33 Prichard and Shipman’s method34 was also used to analyze interaction effects using a three-dimensional (3D) approach. This method presents complete drug interactions. Prism v5.0c software (GraphPad Software, Inc., La Jolla, CA) was used to prepare graphs, calculate IC50 values, and determine statistical significance of differences between Trametinib data sets. Chemical structures of FQ and CQ are presented in Fig. 1A. To test the effect of FQ on the HCV life cycle, the compound was added to Huh-7 target cells before, as well as during, infection. FQ exhibited a dose-dependent inhibition of HCV, indicating that FQ specifically affects the HCV life cycle with
an estimated IC50 value of 0.8 μM (± 0.26) and an 90% inhibitory concentration (IC90) of 1.86 μM (± 0.08) (Fig. 1B,D). Similar results were obtained using the HepG2 cell line expressing CD81 (data not shown). The inhibitory effect was not the result of cytotoxicity, because parallel experiments did not show any toxic effect of the drug at the concentrations tested (Supporting Fig. 1). Furthermore, no cytotoxicity was observed in primary human hepatocytes at the concentrations used in our experiments (Supporting Fig. 1). FQ showed a 50% cytotoxic concentration
(CC50) of 5.34 μM and a therapeutic index of 6.7. Similar inhibitory effects were observed with FQ-treated cells infected with a chimeric virus containing the structural proteins of a genotype 3a isolate (Supporting Fig. 2), indicating that the antiviral effect is not specific to JFH-1 isolate. Parallel control experiments with well-characterized selleck products HCV inhibitors are presented in Supporting Fig. 3. CQ was less effective against HCV (Fig. 1C,E). Indeed, IC50 and IC90 values for CQ were 3.93 (± 1.87) and 4.33 μM (± 0.53), respectively. Furthermore, CQ had a CC50 of 19.58 μM and a therapeutic index of 5. To determine whether HCV is the only member of the Flaviviridae family to be affected by FQ, we tested this compound on two other members of this viral
family (BVDV and YFV).
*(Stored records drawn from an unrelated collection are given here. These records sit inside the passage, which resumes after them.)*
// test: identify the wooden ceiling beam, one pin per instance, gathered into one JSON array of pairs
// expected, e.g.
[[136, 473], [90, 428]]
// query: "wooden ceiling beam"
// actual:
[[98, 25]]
BVDV and YFV infections were performed on MDBK and Huh-7 cells, respectively. FQ showed selleck chemicals some antiviral effect on these two viruses, albeit at a much higher concentration. Indeed, IC50 values were 6.74 (± 0.48) and 3.63 μM (± 0.64) for BVDV and YFV, respectively. Altogether, these results indicate that FQ has a potent antiviral activity against HCV. To determine whether FQ has any effect on HCV entry, the compound was added or removed at different time points before, during, and after inoculation of Huh-7 cells with JFH-1 (Fig. 2). The highest decrease in HCVcc infection was observed when FQ was present during viral infection, and only a weak antiviral effect was detected when FQ was added postinfection (Fig. 2A,B). Similar results were obtained with CQ (Fig. 2C,D), and parallel control experiments with well-characterized HCV inhibitors are presented in Supporting Figs. 4 and 5.